Dead time is the number one reason raw screen recordings are unwatchable. A typical 30-minute coding session contains 10-15 minutes of dead time: waiting for builds, reading documentation, thinking with the cursor idle, scrolling through search results. Removing it manually takes hours. AI does it in seconds.

What Counts as "Dead Time"

Not all inactivity is dead time. VidNo classifies screen segments using multiple signals:

Definite Dead Time (always cut)

  • Long pauses with no activity: Cursor idle, no typing, no scrolling for 10+ seconds
  • Build/compile waiting: Terminal showing a progress bar or compilation output with no developer interaction
  • File browser navigation: Clicking through folders to find the right file (the result matters, the navigation does not)
  • Repeated trial-and-error: The same 5 attempts to fix a typo -- only the final fix is kept

Context-Dependent (sometimes kept)

  • Reading documentation: If the documentation directly informs the next code change, a compressed version is kept with narration explaining what was referenced
  • Debugging: If the debugging process is educational (demonstrates a technique), it is kept. If it is just repeatedly running the same command, it is cut.
  • Thinking pauses: A short pause before a key decision can be compressed to 2-3 seconds with narration like "At this point, I needed to decide between..."

Not Dead Time (never cut)

  • Writing code: Every line of code typed is analyzed and potentially narrated
  • Running tests: Test output is valuable context, especially when tests pass after changes
  • Terminal commands: Commands show workflow and tool usage
  • Application switching that matters: Moving from editor to browser to verify the result

How VidNo Detects Dead Time

VidNo uses a multi-signal approach rather than simple silence detection:

  1. Frame differencing: Consecutive frames are compared.

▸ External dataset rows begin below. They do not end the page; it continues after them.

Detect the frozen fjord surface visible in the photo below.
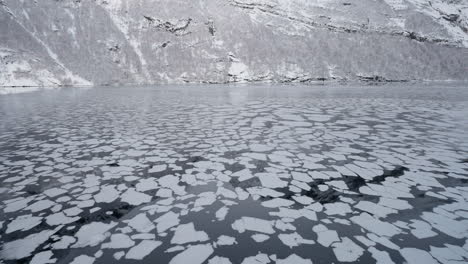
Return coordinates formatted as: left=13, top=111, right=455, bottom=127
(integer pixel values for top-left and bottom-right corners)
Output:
left=0, top=84, right=468, bottom=263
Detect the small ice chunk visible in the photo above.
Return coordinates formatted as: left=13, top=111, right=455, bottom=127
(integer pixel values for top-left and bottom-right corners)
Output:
left=400, top=248, right=439, bottom=264
left=232, top=216, right=275, bottom=234
left=94, top=185, right=119, bottom=203
left=332, top=237, right=364, bottom=262
left=52, top=236, right=76, bottom=249
left=26, top=200, right=55, bottom=213
left=171, top=223, right=209, bottom=244
left=46, top=212, right=80, bottom=226
left=216, top=235, right=237, bottom=246
left=241, top=252, right=271, bottom=264
left=194, top=192, right=216, bottom=207
left=29, top=250, right=57, bottom=264
left=0, top=229, right=58, bottom=260
left=292, top=195, right=314, bottom=205
left=278, top=232, right=315, bottom=248
left=208, top=256, right=232, bottom=264
left=70, top=255, right=96, bottom=264
left=215, top=206, right=229, bottom=221
left=135, top=179, right=158, bottom=192
left=252, top=234, right=270, bottom=243
left=124, top=213, right=155, bottom=233
left=125, top=240, right=162, bottom=260
left=169, top=244, right=214, bottom=264
left=351, top=213, right=401, bottom=237
left=121, top=188, right=151, bottom=205
left=368, top=247, right=395, bottom=264
left=6, top=214, right=42, bottom=234
left=312, top=224, right=340, bottom=247
left=44, top=188, right=67, bottom=198
left=63, top=207, right=83, bottom=216
left=276, top=254, right=312, bottom=264
left=155, top=211, right=179, bottom=233
left=102, top=234, right=135, bottom=249
left=324, top=202, right=353, bottom=216
left=256, top=173, right=288, bottom=188
left=262, top=198, right=294, bottom=208
left=72, top=222, right=117, bottom=248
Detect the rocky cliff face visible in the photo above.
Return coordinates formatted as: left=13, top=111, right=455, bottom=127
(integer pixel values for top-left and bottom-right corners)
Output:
left=0, top=0, right=468, bottom=86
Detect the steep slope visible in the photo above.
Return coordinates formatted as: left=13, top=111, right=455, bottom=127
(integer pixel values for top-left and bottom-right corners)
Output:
left=0, top=0, right=468, bottom=86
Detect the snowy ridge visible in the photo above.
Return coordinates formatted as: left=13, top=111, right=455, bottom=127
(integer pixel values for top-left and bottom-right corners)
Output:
left=0, top=0, right=468, bottom=86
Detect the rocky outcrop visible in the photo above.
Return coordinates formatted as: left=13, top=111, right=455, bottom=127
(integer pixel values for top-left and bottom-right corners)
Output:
left=0, top=0, right=468, bottom=86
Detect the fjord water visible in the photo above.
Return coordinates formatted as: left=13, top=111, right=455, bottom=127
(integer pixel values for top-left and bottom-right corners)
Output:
left=0, top=83, right=468, bottom=263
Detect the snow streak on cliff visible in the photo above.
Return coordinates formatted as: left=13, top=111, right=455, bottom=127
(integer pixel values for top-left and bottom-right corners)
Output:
left=0, top=0, right=468, bottom=86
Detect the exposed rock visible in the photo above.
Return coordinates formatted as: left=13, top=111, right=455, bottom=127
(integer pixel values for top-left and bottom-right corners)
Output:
left=0, top=0, right=468, bottom=86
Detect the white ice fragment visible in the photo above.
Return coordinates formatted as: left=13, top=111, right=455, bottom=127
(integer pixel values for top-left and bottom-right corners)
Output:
left=332, top=237, right=364, bottom=262
left=351, top=213, right=401, bottom=237
left=72, top=222, right=117, bottom=248
left=276, top=254, right=312, bottom=264
left=241, top=252, right=271, bottom=264
left=102, top=234, right=135, bottom=249
left=0, top=229, right=58, bottom=260
left=354, top=201, right=398, bottom=217
left=94, top=185, right=119, bottom=203
left=124, top=213, right=155, bottom=233
left=252, top=234, right=270, bottom=243
left=232, top=216, right=275, bottom=234
left=312, top=224, right=340, bottom=247
left=6, top=214, right=42, bottom=234
left=171, top=223, right=209, bottom=244
left=368, top=247, right=395, bottom=264
left=256, top=173, right=288, bottom=188
left=400, top=248, right=439, bottom=264
left=29, top=250, right=57, bottom=264
left=208, top=256, right=232, bottom=264
left=46, top=212, right=80, bottom=226
left=125, top=240, right=162, bottom=260
left=262, top=198, right=294, bottom=208
left=52, top=236, right=76, bottom=249
left=194, top=192, right=216, bottom=207
left=135, top=179, right=158, bottom=192
left=70, top=255, right=96, bottom=264
left=121, top=188, right=151, bottom=205
left=216, top=235, right=237, bottom=246
left=278, top=232, right=315, bottom=248
left=324, top=202, right=352, bottom=216
left=169, top=244, right=214, bottom=264
left=26, top=200, right=55, bottom=213
left=155, top=211, right=179, bottom=233
left=44, top=188, right=67, bottom=198
left=215, top=206, right=229, bottom=221
left=148, top=164, right=167, bottom=173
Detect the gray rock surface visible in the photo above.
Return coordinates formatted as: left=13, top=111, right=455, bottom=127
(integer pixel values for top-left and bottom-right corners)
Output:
left=0, top=0, right=468, bottom=86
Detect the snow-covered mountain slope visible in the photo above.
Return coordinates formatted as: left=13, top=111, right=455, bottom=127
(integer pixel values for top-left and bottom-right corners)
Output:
left=0, top=0, right=468, bottom=86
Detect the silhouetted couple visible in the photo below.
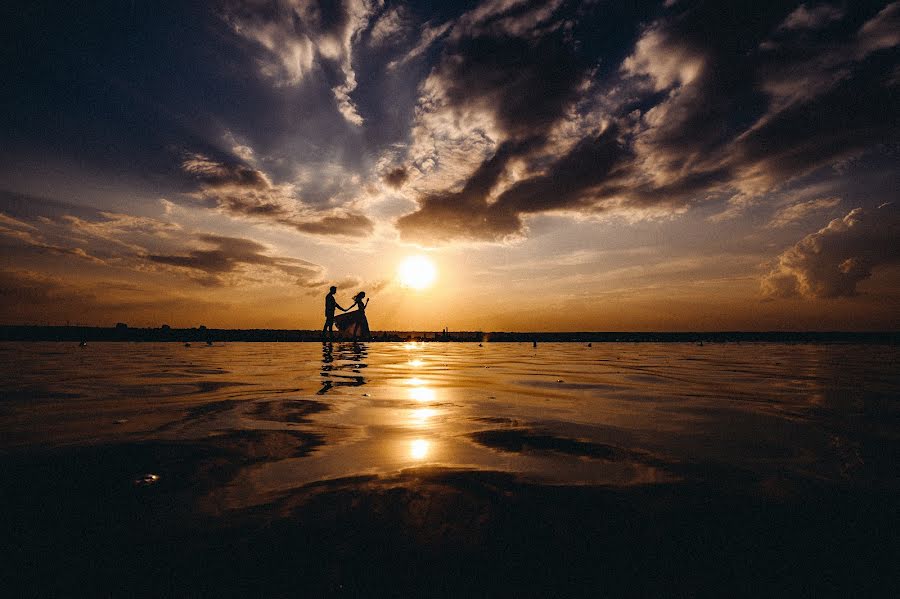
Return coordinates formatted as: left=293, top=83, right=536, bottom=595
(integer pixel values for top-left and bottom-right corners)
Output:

If less than 2% of pixels change over 5+ seconds, the segment is flagged as potentially dead.
  2. OCR change tracking: The text content of each frame is compared. No text changes = no meaningful action.
  3. Cursor tracking: Cursor position and movement patterns distinguish active coding from idle staring.
  4. Audio analysis: If you were narrating live, silence indicates dead time. If not, audio is not weighted heavily.
  5. Context awareness: VidNo knows that a terminal showing "running tests..." is a build process, not active development.

Dead Time Removal vs Silence Removal

Tools like Gling and Descript focus on silence removal -- cutting audio gaps. This works for podcast-style content but fails for screen recordings because:

Stop editing. Start shipping.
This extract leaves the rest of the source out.